Last night's discussions between the Mayor, the County Exec, the Penguins and Hill groups lasted through 1:30 AM, and are being picked up again at this hour. (P-G, Dan Majors)
"Our interests are common," [Mayor Ravenstahl] said. "We want to see the best for the Hill District in the future, it's just a matter of how you get there. I think we're getting there. We have some good general agreement on some of the points, but then there are others that we still have to have further discussion on. I'd say we're 90 percent of the way there. We just need to get that other 10 percent."
He may be off on the exact percentages, but the rhetoric is encouraging.
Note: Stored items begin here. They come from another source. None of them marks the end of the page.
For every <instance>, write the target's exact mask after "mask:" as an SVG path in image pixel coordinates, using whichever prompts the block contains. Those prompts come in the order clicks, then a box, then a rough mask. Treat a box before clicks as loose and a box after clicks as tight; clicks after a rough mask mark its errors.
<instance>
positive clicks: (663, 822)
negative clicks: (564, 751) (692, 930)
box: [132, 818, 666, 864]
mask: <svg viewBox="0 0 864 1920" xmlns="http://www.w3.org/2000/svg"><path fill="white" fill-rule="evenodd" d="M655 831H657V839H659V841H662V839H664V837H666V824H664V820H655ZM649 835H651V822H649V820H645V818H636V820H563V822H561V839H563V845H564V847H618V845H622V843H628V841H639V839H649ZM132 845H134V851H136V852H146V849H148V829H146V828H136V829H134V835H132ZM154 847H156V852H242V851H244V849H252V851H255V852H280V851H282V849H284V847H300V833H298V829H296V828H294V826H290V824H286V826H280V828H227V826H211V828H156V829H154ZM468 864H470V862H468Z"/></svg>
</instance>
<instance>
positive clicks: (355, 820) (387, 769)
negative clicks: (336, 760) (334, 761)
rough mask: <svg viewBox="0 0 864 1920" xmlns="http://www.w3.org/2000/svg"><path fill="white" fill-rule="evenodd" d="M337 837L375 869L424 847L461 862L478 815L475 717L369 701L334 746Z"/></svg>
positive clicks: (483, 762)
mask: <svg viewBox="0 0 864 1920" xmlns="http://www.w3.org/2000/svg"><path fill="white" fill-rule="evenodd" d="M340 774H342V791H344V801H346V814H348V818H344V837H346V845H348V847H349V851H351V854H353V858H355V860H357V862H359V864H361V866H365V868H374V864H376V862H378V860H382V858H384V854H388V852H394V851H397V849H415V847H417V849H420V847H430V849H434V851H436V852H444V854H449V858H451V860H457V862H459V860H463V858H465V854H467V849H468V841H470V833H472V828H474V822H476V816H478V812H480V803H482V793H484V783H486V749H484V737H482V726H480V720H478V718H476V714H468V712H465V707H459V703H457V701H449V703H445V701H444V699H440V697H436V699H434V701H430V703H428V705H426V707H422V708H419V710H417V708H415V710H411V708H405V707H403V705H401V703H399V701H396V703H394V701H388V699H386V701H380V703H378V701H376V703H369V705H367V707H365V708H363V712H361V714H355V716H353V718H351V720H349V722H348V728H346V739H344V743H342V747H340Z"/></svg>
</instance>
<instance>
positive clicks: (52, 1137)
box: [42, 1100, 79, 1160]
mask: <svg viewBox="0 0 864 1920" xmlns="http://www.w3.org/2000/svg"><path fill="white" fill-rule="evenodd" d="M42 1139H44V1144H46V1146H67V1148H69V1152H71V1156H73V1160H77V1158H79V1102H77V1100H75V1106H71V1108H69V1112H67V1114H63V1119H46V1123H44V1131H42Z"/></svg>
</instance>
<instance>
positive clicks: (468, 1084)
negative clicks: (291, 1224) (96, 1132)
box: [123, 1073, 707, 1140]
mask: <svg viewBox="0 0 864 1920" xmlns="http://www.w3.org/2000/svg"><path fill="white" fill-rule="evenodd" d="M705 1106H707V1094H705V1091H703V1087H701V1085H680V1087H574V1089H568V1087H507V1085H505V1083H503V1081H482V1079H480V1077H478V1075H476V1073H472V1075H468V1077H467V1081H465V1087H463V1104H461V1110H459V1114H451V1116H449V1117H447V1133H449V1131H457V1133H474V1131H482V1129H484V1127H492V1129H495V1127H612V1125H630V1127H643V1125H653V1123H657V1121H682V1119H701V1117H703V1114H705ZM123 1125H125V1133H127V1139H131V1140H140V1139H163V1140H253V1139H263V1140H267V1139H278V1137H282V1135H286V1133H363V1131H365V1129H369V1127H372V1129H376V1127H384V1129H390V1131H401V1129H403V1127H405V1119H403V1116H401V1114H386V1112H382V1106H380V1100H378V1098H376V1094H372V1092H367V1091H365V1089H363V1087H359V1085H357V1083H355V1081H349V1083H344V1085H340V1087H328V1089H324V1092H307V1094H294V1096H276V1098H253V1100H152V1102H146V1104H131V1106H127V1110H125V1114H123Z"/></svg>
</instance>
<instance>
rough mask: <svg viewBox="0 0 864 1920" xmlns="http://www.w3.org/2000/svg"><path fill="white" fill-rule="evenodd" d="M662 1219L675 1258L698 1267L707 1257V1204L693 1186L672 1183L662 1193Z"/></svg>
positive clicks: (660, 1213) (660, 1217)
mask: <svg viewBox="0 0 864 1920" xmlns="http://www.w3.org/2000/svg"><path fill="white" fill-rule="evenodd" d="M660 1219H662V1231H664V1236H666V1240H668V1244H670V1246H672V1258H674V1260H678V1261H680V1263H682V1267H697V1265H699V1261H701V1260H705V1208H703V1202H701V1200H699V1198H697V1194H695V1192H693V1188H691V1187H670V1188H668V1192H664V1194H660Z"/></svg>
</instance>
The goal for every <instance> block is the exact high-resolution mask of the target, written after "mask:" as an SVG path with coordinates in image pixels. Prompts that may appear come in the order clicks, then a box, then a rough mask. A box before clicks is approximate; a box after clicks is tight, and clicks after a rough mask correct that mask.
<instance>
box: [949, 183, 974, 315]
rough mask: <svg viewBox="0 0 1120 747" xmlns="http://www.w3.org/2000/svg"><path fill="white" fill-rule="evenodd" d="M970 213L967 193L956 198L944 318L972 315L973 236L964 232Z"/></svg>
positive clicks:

One Hill is prepared to call on community residents to attend the 2 p.m. city planning meeting en masse, Mr. Redwood said, regardless of the outcome of today's talks that begin at 10 a.m.
"We will be there," he said.
He said he would like to see the planning committee's vote postponed two to four weeks "to give the process a chance to work." Still, he said, "we have had fruitful negotiations -- we are making progress on all the issues, although we still have a lot to do."
Remember that real negotiations -- after six months, a year of being given the runaround -- finally commenced only this last Friday. Also remember, in the One Hill way of doing business, the leadership must present a CBA proposal to the general membership for approval.
The other business on the agenda at today's Planning Commission meeting is Don Barden's Majestic Star. His actual residential neighbors are giving him high marks -- from the North Side Leadership Conference even to the rascally Northside United.
But the parking garage. It's too tall, apparently.
Remember that Mayor Ravenstahl and URA Director Pat Ford -- along with honestly half of the rest of Pittsburgh -- are prepared to fight this issue and let the approvals process grind to a halt, all because Don Barden is not sufficiently taking into account the pretty, pretty view from Mt. Washington.
However, when a huge new development is reorganizing your own neighborhood, giving away public lands with no mention of public benefit, when it's ignoring an opportunity to improve the street grid and finally weave your neighborhood back into Downtown, when it's adding hotels and surface parking and other things that do not remotely interest your community, when you have not even been taken seriously by the players at the table, let alone been represented by your own elected officials -- then it is the duty of all decent city residents to get out of the way, and quit demanding a say in the process.
Maybe One Hill should be asking for decorative screening on the Arena.